Land Acquisition Commences For UP Defence Corridor : Potential To Generate 2.5 Lakh Lobs
After presenting the recent State Budget for 20-21 budget, Chief Minister Yogi Adityanath said that the Defence Corridor project would serve as a springboard for the state turning into a $1-trillion economy by 2024. As planned he government would soon create a land bank of 25,000 acres to facilitate setting up of industries on the corridor. The CM said “UP’s aim is to become a net exporter; even if half of the MoUs that were signed at the DefExpo are realised, we will be able to generate employment for 2.5 lakh people.”
With the Uttar Pradesh government starting to acquire land at four nodes, the UP-Defence Corridor (UPDC) project has taken off.
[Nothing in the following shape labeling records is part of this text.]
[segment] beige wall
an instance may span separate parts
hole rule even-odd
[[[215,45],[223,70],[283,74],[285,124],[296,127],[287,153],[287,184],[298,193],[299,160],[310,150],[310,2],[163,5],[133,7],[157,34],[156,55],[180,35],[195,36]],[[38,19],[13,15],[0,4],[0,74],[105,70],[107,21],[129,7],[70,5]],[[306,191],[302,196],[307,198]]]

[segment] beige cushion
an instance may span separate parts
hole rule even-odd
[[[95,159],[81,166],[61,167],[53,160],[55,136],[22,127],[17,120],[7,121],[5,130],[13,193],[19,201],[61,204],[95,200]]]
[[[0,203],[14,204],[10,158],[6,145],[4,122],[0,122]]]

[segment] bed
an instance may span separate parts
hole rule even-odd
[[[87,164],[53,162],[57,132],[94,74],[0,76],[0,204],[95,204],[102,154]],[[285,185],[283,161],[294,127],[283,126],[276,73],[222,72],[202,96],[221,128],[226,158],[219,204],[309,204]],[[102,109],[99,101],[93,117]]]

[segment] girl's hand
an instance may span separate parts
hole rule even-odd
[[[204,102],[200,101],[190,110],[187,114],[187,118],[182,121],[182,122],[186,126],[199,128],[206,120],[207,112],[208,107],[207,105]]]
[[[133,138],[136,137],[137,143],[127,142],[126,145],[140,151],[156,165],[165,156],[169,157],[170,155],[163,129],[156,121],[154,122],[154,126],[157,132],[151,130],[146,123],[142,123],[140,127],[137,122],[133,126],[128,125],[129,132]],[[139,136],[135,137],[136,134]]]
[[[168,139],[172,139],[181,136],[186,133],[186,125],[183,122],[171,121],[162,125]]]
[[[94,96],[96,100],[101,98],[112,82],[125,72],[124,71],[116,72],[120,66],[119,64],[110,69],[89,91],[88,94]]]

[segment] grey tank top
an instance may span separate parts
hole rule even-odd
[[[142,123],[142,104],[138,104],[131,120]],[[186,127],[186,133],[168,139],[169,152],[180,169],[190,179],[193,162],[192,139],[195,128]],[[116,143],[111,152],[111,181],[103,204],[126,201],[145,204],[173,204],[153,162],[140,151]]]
Announced by Prime Minister Narendra Modi at the UP Investors Summit in February 2018, the infrastructure corridor is estimated to attract investments of Rs 20,000 crore in the underdeveloped Bundelkhand region and create employment for 2.5 lakh people.
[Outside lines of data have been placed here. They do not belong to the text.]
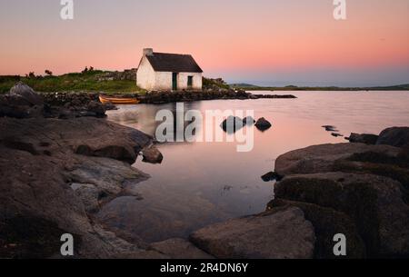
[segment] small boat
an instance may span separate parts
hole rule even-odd
[[[99,101],[102,104],[139,104],[137,98],[119,98],[119,97],[108,97],[99,95]]]

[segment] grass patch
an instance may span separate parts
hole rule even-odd
[[[15,83],[22,81],[36,92],[65,91],[104,92],[112,94],[144,93],[132,80],[105,80],[109,72],[94,70],[86,73],[70,73],[60,76],[0,76],[0,94],[6,94]]]

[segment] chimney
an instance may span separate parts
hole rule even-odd
[[[144,55],[154,55],[154,49],[152,48],[145,48]]]

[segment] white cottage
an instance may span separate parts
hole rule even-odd
[[[190,54],[144,49],[136,84],[148,91],[201,90],[203,70]]]

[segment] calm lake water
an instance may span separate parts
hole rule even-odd
[[[254,94],[276,94],[253,92]],[[147,242],[185,238],[193,231],[230,218],[263,212],[274,198],[274,183],[261,176],[274,170],[288,151],[320,143],[344,143],[322,125],[342,134],[379,134],[390,126],[409,125],[409,92],[285,92],[297,99],[215,100],[185,104],[185,109],[254,110],[273,124],[254,129],[254,147],[237,153],[235,143],[160,144],[162,164],[138,160],[135,166],[152,177],[129,189],[139,197],[119,197],[99,216]],[[120,106],[108,119],[154,135],[157,111],[175,104]],[[204,123],[207,124],[210,123]],[[217,126],[220,123],[217,123]]]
Lucknow, Jhansi, Chitrakoot, Aligarh, Kanpur and Agra were proposed as the six nodes of the defence corridor project, the interest it has evoked saw the UP government notify another three nodes for investment: Meerut, Ghaziabad and Gautam Buddha Nagar. The project is first being implemented in Bundelkhand given the availability of cheap land and the existence of a strong ancillary base in the region. It is one of the two defence corridors being built to meet the modernisation needs of the Indian armed forces, with the second one coming up in Tamil Nadu.
According to Awanish Kumar Awasthi, Additional Chief Secretary & CEO, Uttar Pradesh Expressways Industrial Development Authority (UPEIDA), the nodal agency for the defence corridor, land for the flagship project is being acquired in two phases. Almost 3,788 hectares of land is to be acquired across 4 nodes as part of Phase I, out of which over 1,455 hectares has been identified in Jhansi, Kanpur, Chitrakoot and Aligarh. Of this, around 1,200 hectares has already been acquired, mainly in Jhansi, Aligarh and Chitrakoot.
“It would promote indigenisation and support the Make in India initiative, helping meet equipment requirements worth over $250 billion by 2025. It would also promote ancillarisation and development of MSMEs for the Aerospace & Defence (A&D) sector, making UP a preferred destination for the purpose and boosting India’s defence exports,” says a UPEIDA official.
At the recently concluded DefExpo 2020 in Lucknow, 23 companies signed MoUs worth Rs 50,000 crore with the state government for investment in the defence corridor. At the event, Ancor Research Labs became the first investor in the corridor, being allotted 25 acres of land in the Aligarh node to create high-end defence testing facilities and manufacture defence grade communication systems.
Among the investment avenues on the corridor are defence parks at Jhansi, Agra, and Kanpur; aerospace parks at Lucknow, Kanpur, and Agra; leather and textile hubs at Agra; and engineering/electronics manufacturing hubs at Agra, Kanpur, Gautam Buddha Nagar and Ghaziabad. To attract investors, the UP government has offered major incentives in its Defence & Aerospace Policy 2018, including reimbursement of 25% of land cost, transportation subsidy, and reimbursement of 75% of the cost of technology transfer to anchor units. It has roped in IIT-BHU and IIT-Kanpur as knowledge partners to conduct research and help train manpower for industrial units in the defence sector.